Yesterday we concluded that reservations for Denali (the only dates available when Val reserved them months ago) were so far away—July 24, over a month—that we needed to see if we could move them up. Yes we could, surprisingly, by a little over a week; so we made a new booking for three nights beginning around July 16. Today we decided even that was too far away, a month, which would have necessitated our in effect killing time driving around Alaska to places we are pretty sure we can cover, including non-travel days, in under two weeks. Nor is it like there are all that many places to go, given the fact that there are only eleven highways of any length in the whole state. So we changed our itinerary altogether, and instead of heading down toward Valdez first, we decided to continue our way north to Fairbanks, then to Denali—an easy day’s drive between the latter two—on the 23d, where we have booked a private campground for three nights. Unfortunately, it is supposed to rain the three days we are there. Then from Denali down toward Anchorage and the Kenai Peninsula, and then probably an out-and-back to Valdez, then back up to Tok and then, finally, back down the Alcan. As Val said, she’d certainly rather not have to kill time in one quadrant of Alaska (the one with roads) and then have to shortchange ourselves in the lower 48 when we know we want to spend time in Kalispell, Yellowstone, and probably elsewhere. So basically we are doing the Alaska loop backward from our original intent, losing our in-park reservations at Denali, but not spending about five full weeks here, when it took us a full month to get here in the first place.
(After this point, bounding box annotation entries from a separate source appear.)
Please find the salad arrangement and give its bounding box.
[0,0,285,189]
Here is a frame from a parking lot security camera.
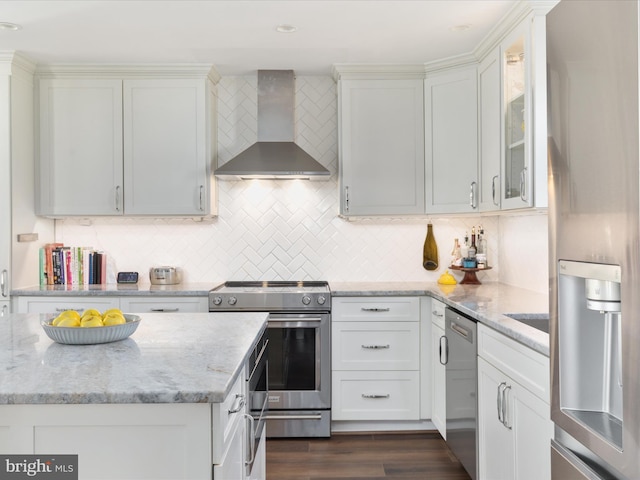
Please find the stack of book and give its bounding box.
[40,243,107,285]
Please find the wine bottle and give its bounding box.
[468,227,478,267]
[422,223,438,270]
So here we are in Fairbanks at a city park. Actually we are in the parking lot of the city park, along with a handful of other larger RVs and the first other Casita we have seen on the trip. We covered 217 miles on a pretty day and are at 5,404 for the trip.
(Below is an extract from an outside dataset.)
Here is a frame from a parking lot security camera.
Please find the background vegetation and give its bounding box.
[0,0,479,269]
I am still mulling over the differences among tourist, traveller, and wanderer. When I was thumbing around parts of Europe at 20 with no itinerary and my trusty Europe on $5 a Day, which was that? But today I did get a pretty good idea of what a full-fledged tourist is when three different tour buses pulled into the Visitors’ Center at Delta Junction, about halfway between Tok and Fairbanks. First, they tend to travel in clumps; they make no specific decisions about their itinerary and are herded about; they seem to wear name badges; and they are not youthful. Their tendency is to see what is conventionally seen. I suspect the three terms—tourist, traveller, and wanderer—overlap considerably, but a defining characteristic of the tourist is that other than making the initial decision to make the trip, they have little or no control over the specific places they are visiting, except perhaps free time within a pre-determined city. I do not wish to disparage this however. Older people (and I am now officially one) have more time and often more affluence; and they sometimes hear Time’s winged chariot hurrying near. So good for them for getting out at all. Muir, I think, may have been the best-known of the wanderers, but also Johnny Appleseed (whose real name I have forgotten) with their absence of agenda except to see, explore without guides, and lay their heads wherever they happen to end up that day—those who almost find “home” aversive because too tame, too familiar. Among probably fictional wanderers, I nominate Odysseus. I mean, really, ten years to cross the Aegean?
DAY 31, June 21, Friday
There is a 10K race here tomorrow night, and some 4,000 crazies are entering. It starts at 10 pm and ends up here at the park around midnight, which of course will still be virtually broad daylight. What is this absurd fascination with entering contests? Is it to salve battered egos? To assert one’s physical prowess? Are these poor, pathetic individuals so devoid of self-confidence that they must conquer mere physical challenges to prove themselves to others, but mostly to themselves? Why so much work for a $35 T-shirt? Or for the older ones, how much is it staving off disability or the cunning encroachments of age? How much of it is the fact that the race is in Fairbanks, maybe America’s most northerly actual city, and contestants—especially non-Alaskans—want to participate in the esprit and glory of that? This ludicrous striving, this need for self-congratulation—well, it’s really rather sad.
So of course I sign up for the race, and am the proud, smiling owner of a charming little T-shirt. I’m hoping to walk it in two hours since I haven’t run two miles, much less six, in twenty years. Apparently there will be quite a crowd of walkers.
We spent most of a hot day visiting civilization, including Lowes, Petco (in our ongoing pursuit of dog toys), an REI, and a delicious little soup and sandwich shop. At six we went to a small gathering of other folks from the lower 48 traipsing around Alaska up through the Yukon.